In [1]:
__author__ = 'Mike Fitzpatrick, NOAO Data Lab Team'
__version__ = '20190103'
__keywords__ = ['query']

# How to use the Data Lab *Query Client* Service

### Table of contents
* [Summary](#summary)
* [Disclaimer & attribution](#attribution)
* [Imports & setup](#import)
* [Example Query](#query)
* [Save to virtual storage](#save)

<a class="anchor" id="summary"></a>
# Summary

This notebook documents how to query the Data Lab via the query client service. For full documentation see the <a href="https://datalab.noao.edu/docs/api/queryClient.html">API documentation</a>.


### The query client service interface

The query client service simplifies access to the Data Lab databases. This section describes the query client service interface in case we want to write our own code against that rather than using one of the provided tools.
The query client service accepts an HTTP GET call to the <i>query</i> endpoint with the following parameters:

| Name | Function | Optional | Supported values |
|------|----------|----------|------------------|
| adql | The query string to run against the db (ADQL format)| No | string |
| out | The location to save any results | Yes | 'vos://...', 'mydb://...' |
| fmt | The output format of any results | Yes | ascii, csv, fits, hdf5, votable |
| async_ | Run the query asynchronously | Yes | true/false |

For example: /query?adql=<query>&fmt=csv

#### Saving results
If no save location is specified (no <i>out</i> param) then the results are returned directly. A save location beginning with the 'vos://' identifier indicates a location in the user's virtual storage to save the result. A save location beginning with the 'mydb://' identifier indicates the results are to be saved to a table in the user's remote database (MyDB). 

#### Output formats
The results can be returned as whitespace delimited (<i>ascii</i>), CSV (<i>csv</i>), FITS object (<i>fits</i>), HDF5 (<i>hdf5</i>, or in VOTable format (<i>votable</i>). Note that if the results are saved to the user's database then the output format is ignored.

#### Asynchronous queries
Long queries should be run asynchronously and the service may refuse any synchronous query attempted if the projected query time is too long. A query can be submitted asynchronously by setting the <i>async_</i> parameter to <i>True</i>. A job id will then be returned.

The status of an asynchronous query can be checked by submitting an HTTP GET call to the query manager service <i>status</i> endpoint with the relevant job id as an argument: /status?jobid=<jobid>. A return value of 'COMPLETED' indicates the query has terminated. A return value of 'ERROR' indicates that there was a problem with the query.

The results of an asynchronous query (assuming that they were not saved to either the user's virtual storage or remote database) can be retrieved once the query has completed with an HTTP GET call to the query manager service <i>results</i> endpoint with the relevant job id as argument: /results?jobid=<jobid>

### From Python code

The query client service can be called from Python code using the <i>datalab</i> module.
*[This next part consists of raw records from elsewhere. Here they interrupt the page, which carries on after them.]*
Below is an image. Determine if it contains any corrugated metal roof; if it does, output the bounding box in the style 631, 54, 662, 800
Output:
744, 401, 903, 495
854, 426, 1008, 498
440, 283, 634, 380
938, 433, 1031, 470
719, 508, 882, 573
This provides methods to access the various query manager functions in the <i>queryMgr</i> subpackage. See the information [here](https://github.com/noaodatalab/datalab/blob/master/README.md).
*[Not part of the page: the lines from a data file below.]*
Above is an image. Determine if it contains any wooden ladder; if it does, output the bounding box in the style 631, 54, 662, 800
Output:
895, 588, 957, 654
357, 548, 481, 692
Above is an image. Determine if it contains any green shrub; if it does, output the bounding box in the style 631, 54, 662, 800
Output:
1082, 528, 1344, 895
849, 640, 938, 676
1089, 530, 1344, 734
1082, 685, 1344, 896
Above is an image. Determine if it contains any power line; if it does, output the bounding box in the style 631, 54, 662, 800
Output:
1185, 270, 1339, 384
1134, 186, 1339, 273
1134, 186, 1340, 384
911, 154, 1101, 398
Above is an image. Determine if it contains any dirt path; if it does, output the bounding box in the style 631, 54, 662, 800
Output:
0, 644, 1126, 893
<a class="anchor" id="imports"></a>
# Imports and setup

This is the setup that is required to use the query client. The first thing to do is import the relevant Python modules. To save results to virtual storage, we need to retrieve our DataLab security token.

In [2]:
# Standard lib
from getpass import getpass

# Data Lab
from dl import authClient as ac, queryClient as qc, storeClient as sc

# Authentication

In [4]:
# Get your Data Lab security token
token = ac.login(input("Enter user name: (+ENTER) "),getpass("Enter password: (+ENTER) "))
if not ac.isValidToken(token):
   raise Exception('Token is not valid. Please check your usename/password and execute this cell again.')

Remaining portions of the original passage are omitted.